人体の仕組みは、実に完璧に出来ています。

6-2, 環境を見直してみよう

症状が出ると辛いのはよくわかりますが、それは生命をなるべく長く維持する為の副交感神経の働きかけであり、体からの有り難いメッセージなのです。

自分が何を頑張りすぎたのか?
自分にとって何がストレスになっていたのか?
自分は何に対して不満を持ちやすいか?

思い当たることがあるはずです。
これは自分でしかわからないことです。

萬病の元となる「ゴミ」を作る本当の原因は、そこ、つまり自分を取り巻く環境の中にあると考えます。

6-3, ストレスに負けない心と体に戻す方法

今までお話ししてきたように、「ゴミ」を消せば症状は消え去ります。

しかし、またいつか再発するようでは消した意味がありません。

一度ゴミを消す経験をされたら、それをきっかけにその後はストレスに振り回されないよう、ストレスをストレスと感じないような自分(心とからだ)になっていただきたいと思っています。それが一番の幸せでしょう。

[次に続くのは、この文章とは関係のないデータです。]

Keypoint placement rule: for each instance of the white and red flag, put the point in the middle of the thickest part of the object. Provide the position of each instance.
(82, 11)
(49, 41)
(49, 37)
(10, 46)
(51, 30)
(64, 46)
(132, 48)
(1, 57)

心的ストレスを解消することが心理学で出来るなら簡単ですが、理屈や理論だけではどうにもならないのが心というものです。

「自分で自分の心がどうにもならない、治めようがない」とよく言われますが、自分で自分の心を治める方法がわからないところに、人間が生きる上での難しさがあるようです。

例えば、自分の心が恐れ焦っている時は、いくら「恐れるな焦るな!」と言い聞かせても、交感神経が緊張して心臓がドキンドキンと拍動します。血管が引き締まって体が硬くなり、身動きがぎこちなく、普段のようになめらかにはいきません。

人間の「心」というものは潜在意識に原因しているものですから、顕在意識ではどうにもならないわけです。

これは既に科学の世界でも理解されていることでありますが、問題となるのは、自分の「心」を治めるための有効で安全で社会性ある方法・技術とはどのようなものかという事になってくるでしょう。

それが和医道和医術の得意とする分野であります。

和医道和医術には、ご自分で出来る有力な心身調律法があります。時間のある時、自宅でも外出先でもどこでもできる、自律神経コントロール法です。自分が心身共に日々元気を感じられるような自信が持てるようになるまで、実行されるとよろしいでしょう。

人生は短いようでも長い。

今持っている病気をきっかけに、もちろんその病気を解決されて、今後は安心した日常生活を送ることができる心と体に造りかえていただきたいと願っております。